After I told myself I’d kill Emerson and bury the body in front of the lake, I composed myself and climbed off the floor. I smoothed out the blankets and Avery didn’t stop laughing.
Who cared I was seventeen and I was a virgin? James Potter was the Captain of the Gryffindor Quidditch Team. I had important things to worry about. Quidditch and all that. Sports stuff. How Albus was a prat, that was pretty important.
No one really talked about it. Stupid Emerson Edwards, Head-Boy prat-face-twat-berry. I knew Fred wasn’t, he told me about at least three Ravenclaw girls, two of which were on the team and I figured Kay Davies would be next. But Fred wasn’t a “womanizer” like Clint Lawson. At least he dated them first.
When had I really dated girls?
As Quidditch Captain I just sort of snogged them and spent time with them. I never really wanted to date them. It was a distraction.
I dated Mary Mary Quite Good Gradsie once in our third year and I almost dated Meta but I shoved her down the stairs instead after she stepped on my foot. Elizabeth and I were an item for a total of three days, before Darian Bay asked her out. Stupid sodding Hufflepuffs.
Now these girls were everywhere wanting a piece of the Gryffindor Captain and what was I to do?
Kill Emerson Edwards was item number one.
At least Avery wasn’t dating a lot of blokes. Not that I made it easy, hexing everyone that asked her for a date.

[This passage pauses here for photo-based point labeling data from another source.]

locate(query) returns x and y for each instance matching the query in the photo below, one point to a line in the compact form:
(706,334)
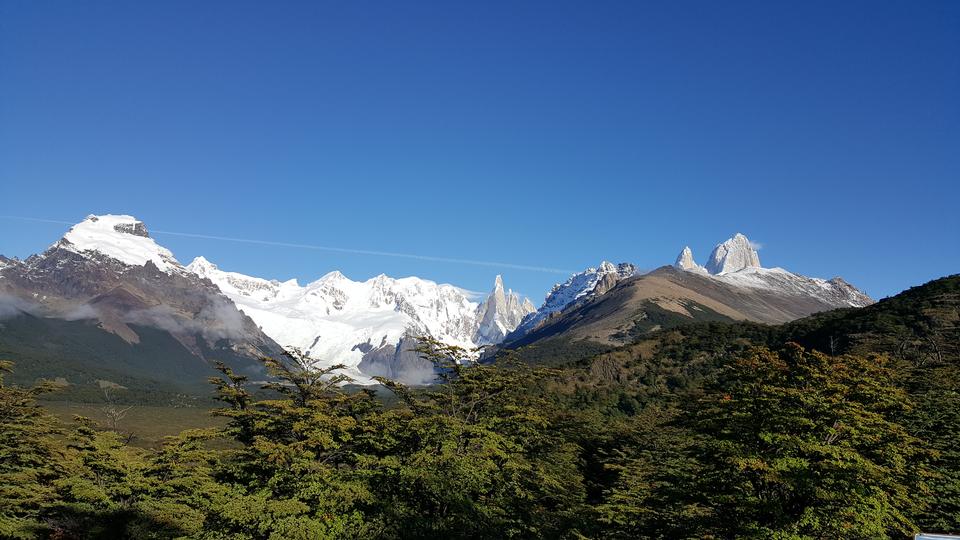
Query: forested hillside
(841,425)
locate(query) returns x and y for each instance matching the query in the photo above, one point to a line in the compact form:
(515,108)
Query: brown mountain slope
(669,297)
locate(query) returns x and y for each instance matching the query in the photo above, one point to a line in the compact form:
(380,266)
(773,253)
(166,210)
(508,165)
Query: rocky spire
(685,261)
(499,314)
(733,255)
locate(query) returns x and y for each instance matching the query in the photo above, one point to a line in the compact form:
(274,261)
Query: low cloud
(217,319)
(81,312)
(13,306)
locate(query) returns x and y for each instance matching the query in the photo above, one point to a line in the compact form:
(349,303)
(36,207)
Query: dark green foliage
(711,430)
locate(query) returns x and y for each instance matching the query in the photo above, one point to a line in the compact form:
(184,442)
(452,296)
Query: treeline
(764,443)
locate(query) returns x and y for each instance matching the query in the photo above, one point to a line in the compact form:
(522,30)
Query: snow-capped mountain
(368,325)
(736,262)
(579,288)
(124,299)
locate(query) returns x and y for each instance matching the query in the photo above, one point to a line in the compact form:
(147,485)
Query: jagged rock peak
(685,261)
(500,314)
(733,255)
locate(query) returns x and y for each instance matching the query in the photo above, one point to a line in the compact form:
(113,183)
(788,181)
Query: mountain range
(109,291)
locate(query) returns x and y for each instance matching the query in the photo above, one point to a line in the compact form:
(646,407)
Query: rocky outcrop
(499,314)
(733,255)
(579,288)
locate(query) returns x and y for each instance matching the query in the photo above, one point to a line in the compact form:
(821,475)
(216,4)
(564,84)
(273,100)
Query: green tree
(478,456)
(30,459)
(803,445)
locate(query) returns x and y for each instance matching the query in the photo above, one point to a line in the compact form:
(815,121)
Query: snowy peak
(733,255)
(364,324)
(580,287)
(736,262)
(500,314)
(119,237)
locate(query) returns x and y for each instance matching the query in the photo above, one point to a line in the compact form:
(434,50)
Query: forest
(842,425)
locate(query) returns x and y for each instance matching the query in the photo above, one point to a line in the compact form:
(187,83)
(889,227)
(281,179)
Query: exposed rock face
(685,261)
(580,288)
(733,255)
(108,269)
(364,325)
(499,314)
(736,262)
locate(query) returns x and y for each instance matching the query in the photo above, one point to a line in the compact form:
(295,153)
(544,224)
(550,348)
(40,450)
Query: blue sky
(552,134)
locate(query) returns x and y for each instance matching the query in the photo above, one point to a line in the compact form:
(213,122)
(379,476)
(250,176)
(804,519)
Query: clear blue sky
(549,134)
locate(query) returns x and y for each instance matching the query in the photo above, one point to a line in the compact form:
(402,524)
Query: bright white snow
(119,237)
(335,320)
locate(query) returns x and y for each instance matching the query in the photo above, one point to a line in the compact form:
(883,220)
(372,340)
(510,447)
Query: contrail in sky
(429,258)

Being a seventh-year virgin was not a big deal. It wasn’t. I was picky, right? I was waiting for the right moment?
That sounded cheeseball to me. Excuses, Potter, excuses.
“At least tell me what happened with you and Nia?” Avery said finally. “I’m dying to know.”
“You’re dying to collect your money,” I said forcefully. “But you’ll be broke, Flynn—ow, what? I have to call you that. I’m your captain. But you’ll be broke; Nia and I didn’t even snog.”
“What’re you talking about?” she said. “That’s what I bet on. Four galleons for me! Poor Freddie’s out of money. Details?”
I leaned back and put my head a few inches from hers. “It was boring, really. We went shopping. I carried her bags. We had lunch and dinner and talked for a while. Had a nice pleasant chat with Lawson, he’s a lovely bloke really.” I paused. “I had fun. Nia’s not that bad.”
Avery tipped her head toward mine. “Good. I’m glad you had fun, I was worried for a bit. I had a good time too. Emerson is actually really funny when he’s not being really formal and awkward.”
I raised a brow. “I’ll believe that when I see it.”
“I’m serious!” she said, elbowing me in the side. “He’s annoying and pompous, but he’s actually really nice. I had a good time.”
“Excuse me while I puke.”
I glared at her. “I actually had a bit of fun, too. Maybe it was worth it for the money and the robes.”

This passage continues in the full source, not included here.